Steven Pinker’s book The Language Instinct introduced me to the theory that language is an inherited instinct, and that application of evolution made me really want to explore new applications. As a result of further readings (including Richard Dawkins, more Pinker, and Matthew Alper’s The God Part of the Brain), I now believe religion, god, spirituality, morality, love, self-awareness, musicality, math, and language are all functions of the brain that are present because they help our species survive.
Something I think is monumental about this tract of thought: if brain = behaviour, similarities between humans greatly overshadow the differences. Every human exposed to language within the developmental window will acquire language, a language that shares a Universal Grammar with every other spoken language because it generates from the same parts of the brain. Religious sentiments are and have been present in every recorded culture; we are the only known species to be self-aware, and to therefore have knowledge of our death, to fear it, and through natural selection, developed a “god part of the brain” that allows us to mentally transcend our physical fears and restraints. What individuals feel to be “moral” is nearly universal, and every society and culture encountered by anthropologists displays astonishing similarities.

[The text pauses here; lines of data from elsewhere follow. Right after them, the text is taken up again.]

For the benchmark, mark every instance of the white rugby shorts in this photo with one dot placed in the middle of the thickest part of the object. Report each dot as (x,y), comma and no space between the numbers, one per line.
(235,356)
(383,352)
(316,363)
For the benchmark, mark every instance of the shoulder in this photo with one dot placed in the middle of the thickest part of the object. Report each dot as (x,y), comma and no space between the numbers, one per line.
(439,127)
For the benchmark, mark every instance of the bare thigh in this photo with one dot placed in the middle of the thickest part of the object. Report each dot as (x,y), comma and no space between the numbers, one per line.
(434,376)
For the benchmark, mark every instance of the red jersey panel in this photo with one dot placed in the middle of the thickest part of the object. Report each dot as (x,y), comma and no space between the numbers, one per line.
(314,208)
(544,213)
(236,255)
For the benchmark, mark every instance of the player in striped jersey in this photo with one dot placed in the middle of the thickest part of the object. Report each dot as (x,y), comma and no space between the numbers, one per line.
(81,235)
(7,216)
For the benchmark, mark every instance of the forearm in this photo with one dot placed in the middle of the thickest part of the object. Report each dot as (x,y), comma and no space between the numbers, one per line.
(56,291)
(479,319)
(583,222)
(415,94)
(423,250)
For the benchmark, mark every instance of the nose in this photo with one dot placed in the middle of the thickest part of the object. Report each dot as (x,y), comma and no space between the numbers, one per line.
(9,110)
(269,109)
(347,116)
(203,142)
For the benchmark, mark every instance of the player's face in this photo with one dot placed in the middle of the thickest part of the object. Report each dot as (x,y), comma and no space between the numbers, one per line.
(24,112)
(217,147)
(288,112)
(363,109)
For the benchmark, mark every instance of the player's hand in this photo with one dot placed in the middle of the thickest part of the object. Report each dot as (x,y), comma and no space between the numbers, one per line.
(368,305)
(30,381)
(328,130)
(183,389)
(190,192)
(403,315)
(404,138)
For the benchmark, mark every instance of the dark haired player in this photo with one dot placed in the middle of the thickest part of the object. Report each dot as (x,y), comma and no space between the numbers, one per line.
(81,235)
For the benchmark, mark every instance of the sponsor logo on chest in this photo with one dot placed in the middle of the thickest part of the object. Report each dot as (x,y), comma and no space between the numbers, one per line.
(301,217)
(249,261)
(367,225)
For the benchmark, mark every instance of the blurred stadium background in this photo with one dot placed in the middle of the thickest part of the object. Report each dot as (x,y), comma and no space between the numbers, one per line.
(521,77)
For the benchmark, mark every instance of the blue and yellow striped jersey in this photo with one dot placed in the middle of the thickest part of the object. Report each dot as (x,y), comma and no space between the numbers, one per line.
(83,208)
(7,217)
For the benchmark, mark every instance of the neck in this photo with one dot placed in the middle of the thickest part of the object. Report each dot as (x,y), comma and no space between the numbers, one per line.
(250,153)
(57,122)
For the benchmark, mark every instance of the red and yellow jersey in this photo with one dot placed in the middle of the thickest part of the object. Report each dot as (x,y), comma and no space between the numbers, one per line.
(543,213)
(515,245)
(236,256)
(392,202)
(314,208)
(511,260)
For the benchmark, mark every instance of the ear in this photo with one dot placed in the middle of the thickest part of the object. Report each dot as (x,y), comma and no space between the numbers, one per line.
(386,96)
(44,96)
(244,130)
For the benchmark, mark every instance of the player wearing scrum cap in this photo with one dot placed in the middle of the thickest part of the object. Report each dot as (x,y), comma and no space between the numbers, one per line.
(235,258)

Sociobioloist Robin Fox said it like this, using the example of a hypothetical society of children untouched by the rest of the world:
“I do not doubt that they [the children] could speak and that, theoretically, given time, they or their offspring would invent and develop a language despite their never having been taught one. Furthermore, this language, although totally different than any known to us, would be analyzable to linguists on the same basis as other languages and translatable into all known languages. But I would push this further. If our new Adam and Eve could survive and breed—still in total isolation of any cultural influences—then eventually they would produce a society which would have laws about property, rules about incest and marriage, customs of taboo, a system of social status, courtship practices including the adornment of females, dancing, schizophrenia, homosexuality, initiation ceremonies for young men, myths and legends, and beliefs about the supernatural and practices relating to it.”
I think the belief that brain=behavior brings to light so many similarities in our species that, if every widely accepted, could really change how humans see the world and how we conduct their lives.